The problem isn't just technical; it's economic and threatens AI democratization itself. Each hardware target requires specialized expertise, dedicated testing infrastructure, and ongoing maintenance as models and hardware evolve. For most developers, this overhead makes NPU optimization economically unfeasible despite the compelling efficiency gains.

AI-driven Deployment

We don't need another compiler or framework. We need AI to solve its own deployment problem. We've been down that road before with LLVM, Java, and countless other "write once, run anywhere" promises. This time, we have something new: AI itself.

Coding agents are already writing production code, fixing bugs, and even architecting systems. Why not apply that same intelligence to the model deployment problem? Instead of waiting years for vendors to support new operations, an AI agent could analyze a PyTorch model, understand the target NPU's capabilities, and automatically generate the conversion code.
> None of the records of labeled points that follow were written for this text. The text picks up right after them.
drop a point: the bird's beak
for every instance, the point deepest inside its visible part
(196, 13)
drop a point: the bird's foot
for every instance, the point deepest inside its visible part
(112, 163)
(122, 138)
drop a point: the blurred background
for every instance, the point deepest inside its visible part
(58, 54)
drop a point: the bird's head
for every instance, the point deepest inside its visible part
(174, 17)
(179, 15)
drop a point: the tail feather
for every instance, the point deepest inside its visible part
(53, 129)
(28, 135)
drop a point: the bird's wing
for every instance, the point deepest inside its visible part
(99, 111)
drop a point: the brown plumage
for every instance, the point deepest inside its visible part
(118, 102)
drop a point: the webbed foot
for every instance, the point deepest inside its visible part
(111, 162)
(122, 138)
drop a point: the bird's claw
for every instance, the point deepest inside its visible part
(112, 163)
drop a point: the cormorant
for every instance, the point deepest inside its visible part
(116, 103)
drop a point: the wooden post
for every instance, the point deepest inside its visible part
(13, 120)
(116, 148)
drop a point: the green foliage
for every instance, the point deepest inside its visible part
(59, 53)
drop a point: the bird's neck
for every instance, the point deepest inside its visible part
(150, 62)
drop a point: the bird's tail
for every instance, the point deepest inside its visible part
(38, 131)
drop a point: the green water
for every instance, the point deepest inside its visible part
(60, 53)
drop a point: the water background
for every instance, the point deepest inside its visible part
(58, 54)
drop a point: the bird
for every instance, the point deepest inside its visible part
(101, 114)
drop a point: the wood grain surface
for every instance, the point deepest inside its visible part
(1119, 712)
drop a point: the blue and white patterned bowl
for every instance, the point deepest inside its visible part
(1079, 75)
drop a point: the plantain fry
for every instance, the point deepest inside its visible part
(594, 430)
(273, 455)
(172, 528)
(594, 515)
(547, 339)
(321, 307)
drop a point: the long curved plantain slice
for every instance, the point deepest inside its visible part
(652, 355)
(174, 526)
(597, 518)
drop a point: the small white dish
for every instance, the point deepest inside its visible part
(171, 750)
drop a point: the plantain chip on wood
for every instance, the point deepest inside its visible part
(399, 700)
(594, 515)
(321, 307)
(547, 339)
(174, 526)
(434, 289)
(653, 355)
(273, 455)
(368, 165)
When it hits a limitation, it doesn't give up; it finds workarounds, optimizes differently, or falls back gracefully.

Using AI for deployment isn't pie-in-the-sky thinking. We've already used a prototype agent to get speaker diarization models running on Apple's ANE, achieving significant efficiency gains over CPU. The agent patched PyTorch code, worked around unsupported operations, and delivered a model that actually ships in production. We are able to take matters into our own hands.

The key insight is that model optimization is fundamentally a pattern-matching problem with lots of edge cases. That's exactly what AI excels at. Feed it telemetry data, benchmark results, and hardware constraints, and it learns. When a new model architecture emerges, it develops optimization strategies. For operations not supported by the NPU, we can fall back to the CPU until vendors add support.The fragmentation problem becomes a data problem, and data problems are solvable.

The path forward

Cloud AI won't disappear, just like cloud computing didn't kill on-premise servers. But the physics are undeniable: moving compute closer to data is always more efficient. Your phone recording a meeting shouldn't need to stream audio to a data center for transcription. Your laptop shouldn't need an internet connection to summarize a document. You cannot have ambient computing if it doesn’t work without the internet. These aren't radical ideas; they're obvious ones held back by implementation complexity.

The mainframe-to-PC transition took nearly two decades. We don't have that kind of time. The demand for AI is here now, privacy concerns are mounting, and edge hardware is already capable. As models eat more into the application code logic, what we need isn't more powerful chips or better frameworks. We need to stop treating model deployment like it's 1999, where every platform required manual optimization.

Deploying models to the edge needs to be as simple as deploying application code. Developers will choose between cloud and edge based on their use case, not technical limitations. The hardware exists. The models are small enough. The missing piece is deployment—and AI itself might be the answer.